D'abord, cet ouvrage est une biographie dans laquelle nous trouverons l'histoire de la vie de Cortot, sous forme d'un récit bien ordonné et clair dans sa structure, et en grande majorité relevant des faits chronologiques, de la naissance jusqu'au décès. Chose appréciable, François Anselmini et Rémi Jacobs jettent de la lumière sur la période la plus obscure de son existence, celle de ses convictions politiques et de sa coopération avec le gouvernement de Vichy pendant la Seconde Guerre mondiale, en y consacrant une somme de quatre chapitres, y compris un sous-chapitre « Interventions et non-interventions en faveur de musiciens considérés comme juifs ».
Deuxièmement, ce volume nous rend compte – à travers plusieurs chapitres dispersés – de la complexité de l'activité musicale et culturelle de ce véritable homme-orchestre, non seulement en soliste, mais également en chambriste, accompagnateur (en 1896, il s'est fait engager comme « répétiteur des rôles » dans la troupe du Festival de Bayreuth), chef d'orchestre, écrivain, conférencier et pédagogue. C'est ainsi qu'on se joint à lui, entre autres, lors de ses préparatifs pour la création française de certaines œuvres de Richard Wagner. C'est ainsi, aussi, qu'on nous offre une plongée dans son répertoire, ou bien encore qu'on découvre quelques caractéristiques intéressantes de sa plume très originale bien qu'alambiquée.
En troisième lieu, François Anselmini et Rémi Jacobs examinent la question des dilections d'Alfred Cortot, c'est-à-dire les zones de son activité artistique et les pépites de son répertoire sur lesquelles il s'est plus concentré. Quatre chapitres y sont consacrés : le premier concerne son amour pour l'œuvre de Ludwig van Beethoven ; le deuxième parle de son penchant pour la génération de 1810 (dont trop peu de place est donnée, à notre avis, à Frédéric Chopin) ; le suivant aborde le sujet de sa contribution à la propagation de la musique française ; et le dernier, intitulé « un cabinet de curiosités », est un pot-pourri où les auteurs se focalisent aussi bien sur le romantisme allemand et russe que sur le répertoire espagnol de Cortot et sur ses affinités avec Georges Enesco. Une section à part est dévolue, dans ce même chapitre, aux bis que le pianiste applaudi par son public donnait à celui-ci (bien qu'à contrecœur) en reconnaissance.

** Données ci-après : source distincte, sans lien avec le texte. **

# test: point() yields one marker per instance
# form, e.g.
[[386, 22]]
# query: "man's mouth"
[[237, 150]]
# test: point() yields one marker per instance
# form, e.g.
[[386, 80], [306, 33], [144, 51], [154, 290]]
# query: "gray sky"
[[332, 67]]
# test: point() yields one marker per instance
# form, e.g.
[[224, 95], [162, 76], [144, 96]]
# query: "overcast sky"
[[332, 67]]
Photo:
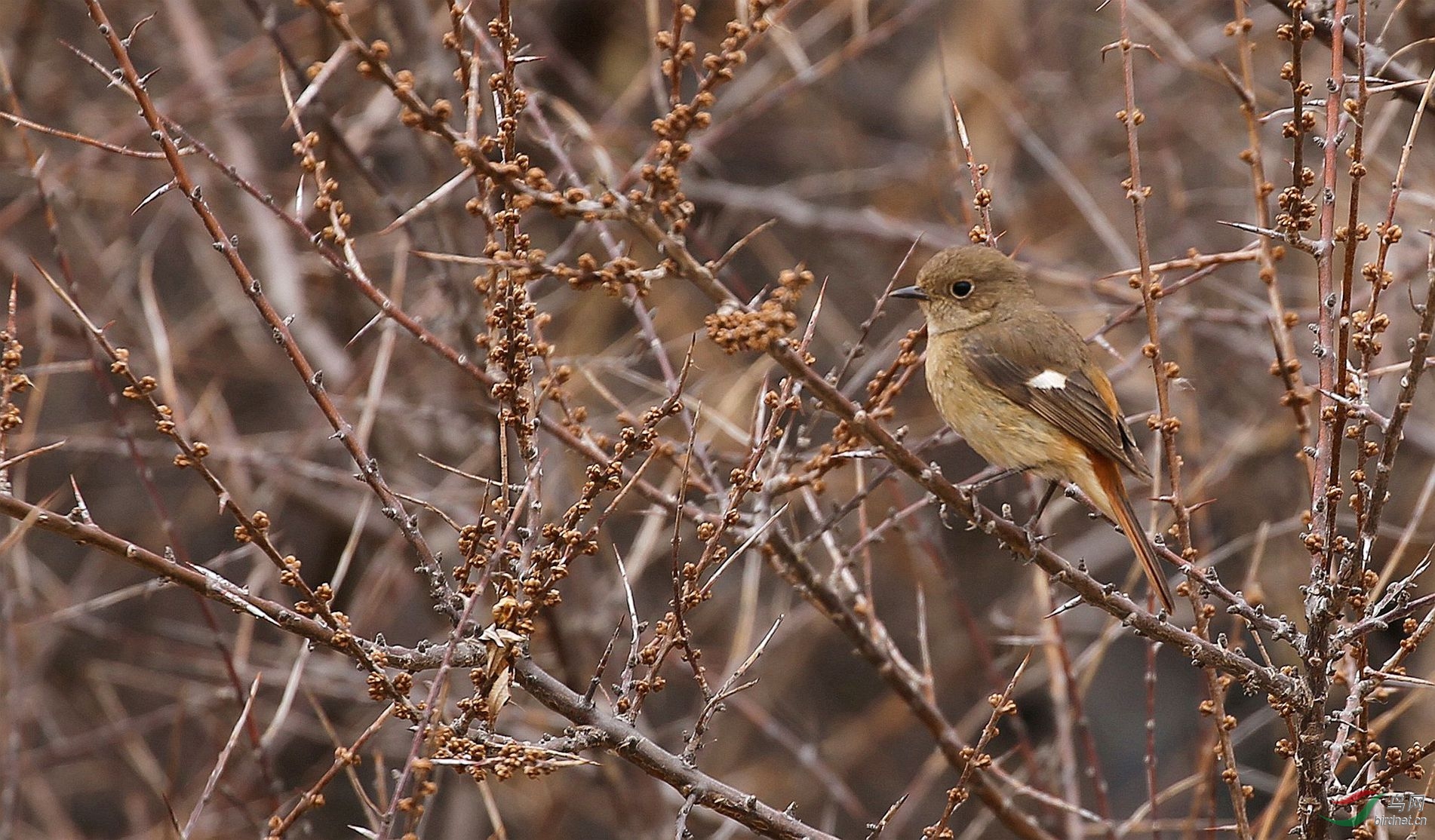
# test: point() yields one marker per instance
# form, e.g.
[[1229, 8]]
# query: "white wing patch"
[[1046, 380]]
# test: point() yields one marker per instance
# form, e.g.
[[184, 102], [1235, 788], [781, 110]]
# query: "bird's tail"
[[1118, 505]]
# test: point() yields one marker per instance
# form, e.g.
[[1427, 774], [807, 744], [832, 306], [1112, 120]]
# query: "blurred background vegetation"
[[117, 695]]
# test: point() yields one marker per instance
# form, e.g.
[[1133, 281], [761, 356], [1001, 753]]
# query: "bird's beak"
[[911, 293]]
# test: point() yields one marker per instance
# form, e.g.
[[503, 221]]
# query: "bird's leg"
[[1040, 507], [1032, 536]]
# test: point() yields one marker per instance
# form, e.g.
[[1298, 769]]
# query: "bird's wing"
[[1034, 369]]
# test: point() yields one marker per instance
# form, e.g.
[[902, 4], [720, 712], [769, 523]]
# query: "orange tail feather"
[[1118, 505]]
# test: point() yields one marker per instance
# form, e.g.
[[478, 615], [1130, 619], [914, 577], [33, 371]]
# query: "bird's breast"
[[1002, 432]]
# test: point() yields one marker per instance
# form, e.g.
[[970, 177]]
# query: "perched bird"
[[1018, 383]]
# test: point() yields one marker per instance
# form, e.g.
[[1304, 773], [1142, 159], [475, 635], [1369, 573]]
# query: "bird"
[[1021, 386]]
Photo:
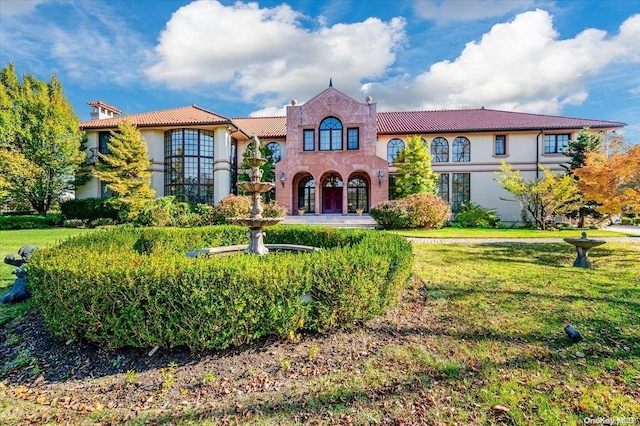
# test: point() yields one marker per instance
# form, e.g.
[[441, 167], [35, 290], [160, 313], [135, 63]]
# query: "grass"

Quatrièmement, cet ouvrage décrit l'importance de la place que le musicien occupe dans l'histoire de la phonographie. Hélas, le chapitre « Alfred Cortot et le disque » ne renferme que sept pages, et se clôt sur une constatation qui nous laisse sur notre faim : « Une discographie exhaustive des enregistrements d'Alfred Cortot (studio et live) reste à faire ».
En cinquième lieu, ce livre aborde un sujet qui nous intéresse particulièrement : celui de l'esthétique pianistique d'Alfred Cortot, de sa sonorité, sa technique (y compris de ses faiblesses dont le lourd fardeau pesait de plus en plus sensiblement sur ses exécutions de maturité), son éloquence, ainsi que sa philosophie se traduisant à son style.
Trois annexes complètent le propos : « À l'écoute d'Alfred Cortot » par Philippe Cassard, « Le répertoire d'Alfred Cortot » (un beau complément de ce qui est dit dans le livre) et « Les Concerts de Cortot pendant la Seconde Guerre mondiale ».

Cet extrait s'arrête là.